Renungan Harian: Selasa, 25 Mei 2021
Bacaan I: Sir. 35: 1-12
Injil: Mrk. 10: 28-31
BEBERAPA tahun yang lalu, saya mengadakan ibadat pemberkatan tempat usaha milik salah seorang umat. Tempat usaha baru ini merupakan pindahan dari tempat usaha lama yang sebelumnya ada tempat tinggalnya. Di akhir ibadat, saya mengucapkan selamat atas dibukanya tempat usaha yang baru dan semoga berkembang dengan baik.
Pada saat makan bersama, pemilik tempat usaha itu duduk di sebelah saya dan kami ngobrol-ngobrol.
Kemudian bapak itu berceritera tentang awal mula membuka tempat usaha.
“Romo, sebelum membuka usaha di tempat ini sebetulnya saya sudah bekerja di kota lain. Saya bekerja di sebuah perusahaan swasta dan saya mempunyai karir yang cukup baik. Jadi sebenarnya saya tidak pernah bermimpi untuk tinggal di kota ini dan membuka usaha di kota ini.
Awal mulanya, papa mulai sakit-sakitan, mama harus mengurus dan menemani papa, sehingga usaha papa tidak ada yang mengurus. Dua orang kakak saya yang tinggal di kota ini tidak mau mengurus usaha papa, karena mereka sudah mempunyai usaha masing-masing.
Papa minta saya pulang untuk mengurus usaha papa. Papa mengatakan pada saya, nanti usaha papa ini diwariskan ke saya, karena dua kakak saya sudah punya usaha masing-masing yang awalnya adalah usaha papa.
Romo, jujur saat itu saya mau pulang karena dijanjikan warisan usaha papa. Saya berpikir daripada saya kerja ikut orang lebih baik saya punya usaha sendiri. Maka saya pulang dan meneruskan usaha papa.
Puji Tuhan Romo, usaha berkembang dengan baik dan menjadi besar. Ketika usaha ini menjadi besar, kedua kakak saya mulai mengungkit bahwa usaha papa itu seharusnya diserahkan kepada mereka.
Pada saat itu,saya kaget dan marah Romo. Karena saat mereka ditawari untuk mengurus tidak ada yang mau sekarang sudah menjadi besar mereka mau mengambil.
Romo, kedua kakak saya bukan hanya meributkan usaha papa, tetapi juga rumah tempat tinggal papa.
Romo, saya kasihan dengan papa dan mama.
Hampir setiap hari, kedua kakak saya meributkan soal warisan, padahal papa dan mama masih hidup.

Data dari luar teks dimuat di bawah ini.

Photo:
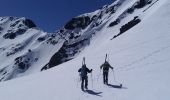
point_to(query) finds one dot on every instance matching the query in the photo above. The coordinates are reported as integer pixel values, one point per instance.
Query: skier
(105, 67)
(83, 74)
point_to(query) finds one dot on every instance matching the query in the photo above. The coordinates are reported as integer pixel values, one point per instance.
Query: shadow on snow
(94, 93)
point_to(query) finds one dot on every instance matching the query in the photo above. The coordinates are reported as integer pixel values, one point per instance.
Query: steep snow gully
(134, 33)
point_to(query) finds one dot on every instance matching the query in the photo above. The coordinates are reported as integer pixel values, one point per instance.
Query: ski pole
(114, 75)
(92, 80)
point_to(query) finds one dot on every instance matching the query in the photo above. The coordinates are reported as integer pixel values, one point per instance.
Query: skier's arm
(110, 66)
(89, 71)
(101, 66)
(79, 70)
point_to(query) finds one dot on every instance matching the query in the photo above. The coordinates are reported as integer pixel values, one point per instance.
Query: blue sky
(49, 15)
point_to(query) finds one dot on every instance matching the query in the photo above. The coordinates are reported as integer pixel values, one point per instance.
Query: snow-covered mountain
(134, 33)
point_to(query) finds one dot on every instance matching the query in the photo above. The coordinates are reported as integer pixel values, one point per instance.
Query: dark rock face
(12, 35)
(66, 52)
(114, 23)
(29, 23)
(130, 24)
(18, 27)
(79, 22)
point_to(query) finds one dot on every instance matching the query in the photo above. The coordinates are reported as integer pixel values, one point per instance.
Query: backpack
(83, 72)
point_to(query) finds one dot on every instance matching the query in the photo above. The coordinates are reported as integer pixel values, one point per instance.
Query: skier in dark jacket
(83, 74)
(105, 67)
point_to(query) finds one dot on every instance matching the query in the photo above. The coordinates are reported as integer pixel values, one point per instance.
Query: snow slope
(140, 57)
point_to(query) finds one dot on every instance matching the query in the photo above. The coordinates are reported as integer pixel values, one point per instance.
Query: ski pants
(84, 79)
(105, 77)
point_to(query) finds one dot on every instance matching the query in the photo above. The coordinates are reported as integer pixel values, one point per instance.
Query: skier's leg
(107, 78)
(82, 83)
(86, 82)
(104, 78)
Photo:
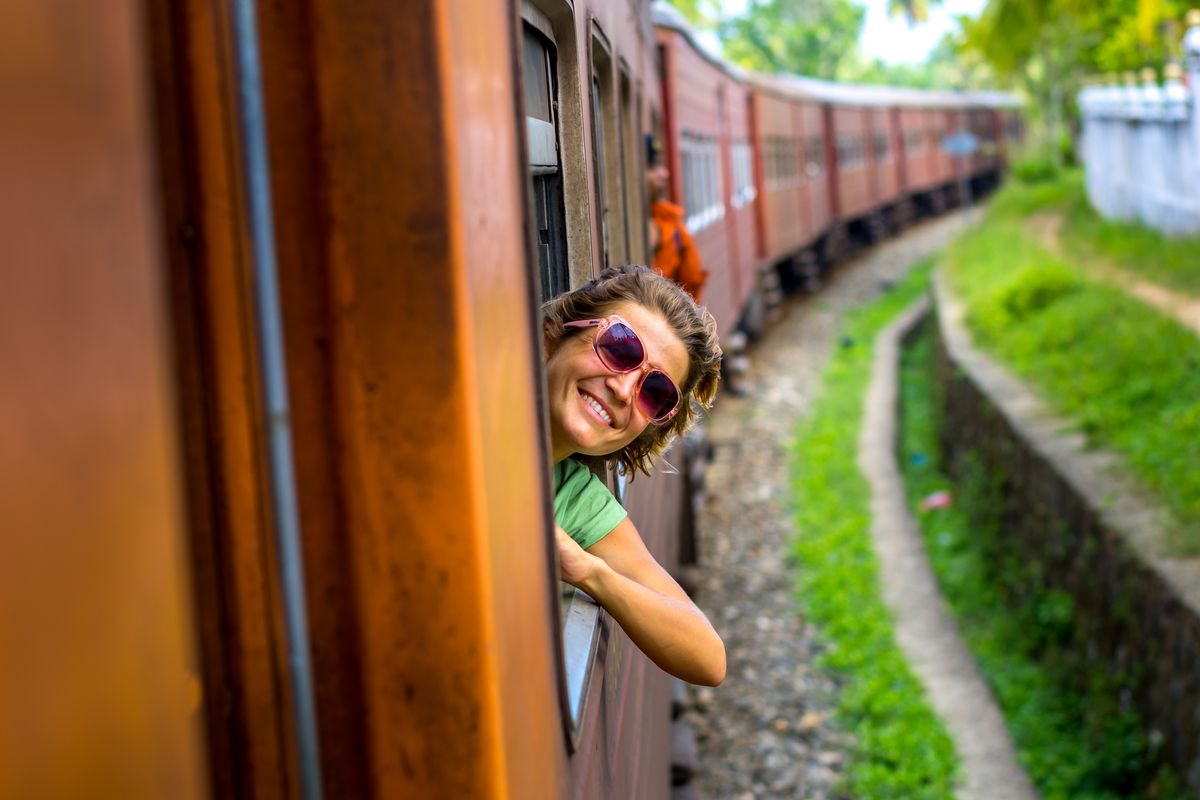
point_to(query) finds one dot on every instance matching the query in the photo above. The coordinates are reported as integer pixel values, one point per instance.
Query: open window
(555, 91)
(606, 145)
(540, 85)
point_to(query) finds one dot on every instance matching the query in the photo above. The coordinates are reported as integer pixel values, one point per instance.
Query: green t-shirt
(583, 505)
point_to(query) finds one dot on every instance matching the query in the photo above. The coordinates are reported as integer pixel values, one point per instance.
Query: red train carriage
(705, 116)
(275, 471)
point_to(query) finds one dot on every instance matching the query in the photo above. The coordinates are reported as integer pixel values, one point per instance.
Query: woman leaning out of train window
(631, 359)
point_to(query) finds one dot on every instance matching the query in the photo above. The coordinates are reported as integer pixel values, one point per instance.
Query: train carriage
(701, 104)
(277, 414)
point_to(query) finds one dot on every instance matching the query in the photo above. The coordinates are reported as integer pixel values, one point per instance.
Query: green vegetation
(1065, 716)
(1125, 373)
(903, 750)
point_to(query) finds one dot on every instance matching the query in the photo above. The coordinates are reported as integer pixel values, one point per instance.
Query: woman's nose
(624, 384)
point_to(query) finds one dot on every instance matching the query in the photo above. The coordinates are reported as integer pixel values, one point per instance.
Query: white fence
(1141, 148)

Puncak dari keributan itu, kedua kakak saya mengusir saya dari rumah papa dan mama serta tidak boleh lagi mengurus usaha papa.

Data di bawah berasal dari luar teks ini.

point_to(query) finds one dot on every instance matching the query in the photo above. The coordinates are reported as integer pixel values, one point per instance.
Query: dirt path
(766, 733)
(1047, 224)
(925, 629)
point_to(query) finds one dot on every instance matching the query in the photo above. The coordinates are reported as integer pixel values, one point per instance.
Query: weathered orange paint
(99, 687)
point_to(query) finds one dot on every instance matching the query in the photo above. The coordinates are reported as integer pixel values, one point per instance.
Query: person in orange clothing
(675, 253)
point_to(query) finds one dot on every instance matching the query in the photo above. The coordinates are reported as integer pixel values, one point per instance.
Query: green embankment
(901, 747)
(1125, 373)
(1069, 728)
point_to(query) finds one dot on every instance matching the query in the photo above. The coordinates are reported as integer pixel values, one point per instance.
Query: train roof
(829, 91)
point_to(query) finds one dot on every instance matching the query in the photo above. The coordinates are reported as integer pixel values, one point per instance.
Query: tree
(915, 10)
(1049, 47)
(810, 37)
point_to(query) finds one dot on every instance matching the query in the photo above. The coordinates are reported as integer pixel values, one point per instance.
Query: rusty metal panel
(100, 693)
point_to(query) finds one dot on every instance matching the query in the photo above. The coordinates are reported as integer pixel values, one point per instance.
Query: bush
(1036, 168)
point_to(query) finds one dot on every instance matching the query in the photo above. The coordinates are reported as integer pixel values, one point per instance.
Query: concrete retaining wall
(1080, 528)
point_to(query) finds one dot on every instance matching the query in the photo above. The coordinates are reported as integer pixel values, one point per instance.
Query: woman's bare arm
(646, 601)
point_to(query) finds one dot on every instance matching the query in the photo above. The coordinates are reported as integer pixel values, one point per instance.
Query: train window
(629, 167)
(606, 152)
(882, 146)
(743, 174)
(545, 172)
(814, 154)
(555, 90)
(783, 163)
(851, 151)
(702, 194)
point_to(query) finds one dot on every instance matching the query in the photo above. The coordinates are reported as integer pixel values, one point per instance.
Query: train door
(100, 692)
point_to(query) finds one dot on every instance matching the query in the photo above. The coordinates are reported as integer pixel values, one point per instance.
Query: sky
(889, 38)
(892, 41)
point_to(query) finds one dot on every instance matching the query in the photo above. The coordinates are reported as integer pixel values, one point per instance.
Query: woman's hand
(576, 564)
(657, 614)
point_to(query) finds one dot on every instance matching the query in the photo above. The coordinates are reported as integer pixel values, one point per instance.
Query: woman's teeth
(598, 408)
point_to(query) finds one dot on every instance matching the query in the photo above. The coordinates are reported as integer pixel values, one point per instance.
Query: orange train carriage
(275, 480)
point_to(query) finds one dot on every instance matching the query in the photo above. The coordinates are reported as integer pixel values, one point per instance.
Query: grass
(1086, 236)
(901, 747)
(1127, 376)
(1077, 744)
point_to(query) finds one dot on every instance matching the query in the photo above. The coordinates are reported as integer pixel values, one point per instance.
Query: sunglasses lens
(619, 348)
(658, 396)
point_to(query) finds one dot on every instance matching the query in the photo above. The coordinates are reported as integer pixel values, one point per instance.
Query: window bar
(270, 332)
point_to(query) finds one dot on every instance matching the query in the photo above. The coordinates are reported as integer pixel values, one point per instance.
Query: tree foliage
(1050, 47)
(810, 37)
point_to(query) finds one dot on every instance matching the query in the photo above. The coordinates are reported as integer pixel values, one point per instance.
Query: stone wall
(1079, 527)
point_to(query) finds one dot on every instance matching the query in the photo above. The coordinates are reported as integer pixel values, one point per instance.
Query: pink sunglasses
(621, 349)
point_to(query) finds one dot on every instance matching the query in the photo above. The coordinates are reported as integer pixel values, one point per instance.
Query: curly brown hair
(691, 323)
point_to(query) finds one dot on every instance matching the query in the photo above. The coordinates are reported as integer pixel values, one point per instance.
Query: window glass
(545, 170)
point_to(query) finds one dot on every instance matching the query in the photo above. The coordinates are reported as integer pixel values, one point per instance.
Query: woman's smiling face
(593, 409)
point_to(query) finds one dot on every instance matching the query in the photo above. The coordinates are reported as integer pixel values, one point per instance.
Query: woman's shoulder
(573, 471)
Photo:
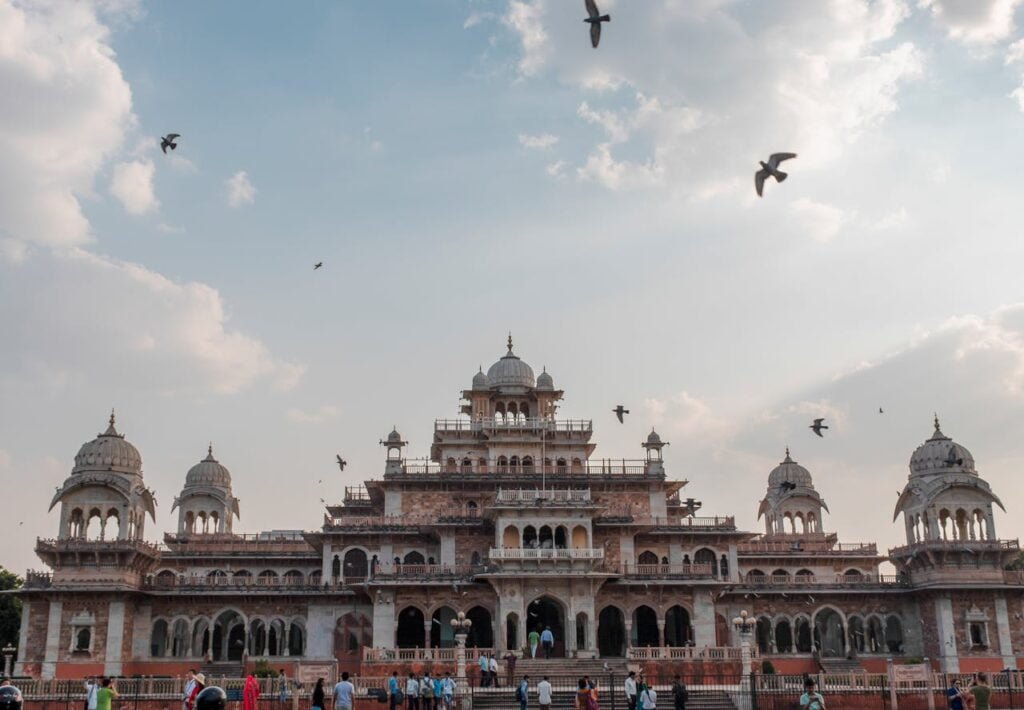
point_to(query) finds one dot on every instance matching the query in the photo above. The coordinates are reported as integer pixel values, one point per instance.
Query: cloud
(115, 321)
(240, 190)
(974, 22)
(821, 221)
(525, 19)
(539, 142)
(317, 415)
(132, 185)
(73, 109)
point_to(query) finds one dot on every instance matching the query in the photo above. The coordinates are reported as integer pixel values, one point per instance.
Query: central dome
(511, 372)
(208, 471)
(109, 452)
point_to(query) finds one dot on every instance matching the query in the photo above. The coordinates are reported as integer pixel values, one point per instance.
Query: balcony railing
(556, 554)
(518, 424)
(534, 495)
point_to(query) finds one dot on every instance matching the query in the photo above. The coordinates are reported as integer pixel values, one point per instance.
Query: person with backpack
(680, 694)
(522, 692)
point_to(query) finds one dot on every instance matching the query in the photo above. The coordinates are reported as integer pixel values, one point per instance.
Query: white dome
(545, 381)
(941, 455)
(209, 472)
(511, 372)
(109, 452)
(792, 471)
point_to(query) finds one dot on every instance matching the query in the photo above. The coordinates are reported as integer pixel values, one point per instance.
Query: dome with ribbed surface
(109, 452)
(209, 471)
(792, 471)
(941, 455)
(511, 372)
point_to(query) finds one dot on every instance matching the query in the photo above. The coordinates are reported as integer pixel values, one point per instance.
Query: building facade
(513, 523)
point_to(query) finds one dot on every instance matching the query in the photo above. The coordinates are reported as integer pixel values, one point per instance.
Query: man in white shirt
(344, 694)
(631, 691)
(544, 694)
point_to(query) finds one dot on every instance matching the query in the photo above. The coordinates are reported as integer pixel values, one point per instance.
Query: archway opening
(611, 632)
(545, 613)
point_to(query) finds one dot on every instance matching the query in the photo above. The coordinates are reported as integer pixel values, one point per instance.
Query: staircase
(840, 665)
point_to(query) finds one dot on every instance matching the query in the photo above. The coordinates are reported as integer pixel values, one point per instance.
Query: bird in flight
(168, 141)
(594, 19)
(770, 169)
(817, 426)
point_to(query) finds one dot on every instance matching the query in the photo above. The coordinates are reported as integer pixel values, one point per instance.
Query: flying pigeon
(168, 141)
(817, 426)
(770, 169)
(595, 21)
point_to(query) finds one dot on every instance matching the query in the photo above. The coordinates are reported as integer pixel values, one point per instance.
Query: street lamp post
(744, 626)
(8, 654)
(461, 627)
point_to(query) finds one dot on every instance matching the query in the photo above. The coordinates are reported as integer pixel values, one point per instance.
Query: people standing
(679, 694)
(631, 691)
(91, 687)
(250, 694)
(493, 666)
(426, 692)
(186, 694)
(544, 694)
(344, 694)
(534, 638)
(981, 693)
(548, 641)
(510, 660)
(392, 691)
(107, 694)
(316, 702)
(811, 700)
(412, 693)
(522, 692)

Ketika saya mengatakan kasihan papa dan mama, mereka menganggap itu hanya alasan saya agar mendapatkan semua warisan papa.
Romo, meskipun awalnya saya mau pulang demi warisan, saat itu yang saya pikir hanya papa dan mama. Saya ingin merawat mereka.
Akhirnya saya kontrak rumah dan mengajak papa dan mama tinggal dengan saya. Di rumah kontrakan itu saya memulai usaha. Dan puji Tuhan, Romo, usaha saya maju sehingga bisa seperti ini.
Saya merasa semua ini berkat doa papa dan mama untuk saya.
Saya kalau ingat motivasi awal pulang ke rumah demi warisan jadi malu, tetapi sekarang yang penting bagi saya adalah menemani, merawat dan dekat dengan papa dan mama,” bapak itu mengakhiri kisahnya yang panjang.
Sebagaimana sabda Tuhan hari ini sejauh diwartakan dalam Injil Markus, Yesus menjanjikan anugerah 100 kali lipat dari apa yang ditinggalkan murid-Nya yang mengikuti Dia.
Janji Yesus itu seringkali menjadi motivasi utama untuk mengikuti Yesus, artinya berani melepaskan segalanya karena akan mendapatkan 100 kali lipat.
Pikiran dan mimpi yang berfokus pada anugerah 100 kali lipat menjebak seseorang; orang menjadi lupa bahwa tujuan utama meninggalkan segala sesuatu agar dapat dengan utuh mengikuti dan dekat dengannya.
“Sesungguhnya Aku berkata kepadamu, barangsiapa meninggalkan rumah, saudara-saudari, ibu atau bapa, anak-anak atau ladangnya, pada masa ini juga ia akan menerima kembali 100 kali lipat.”
Bagaimana dengan aku?
Ikut Yesus demi anugerah 100 kali lipat atau karena ingin semakin dekat denganNya?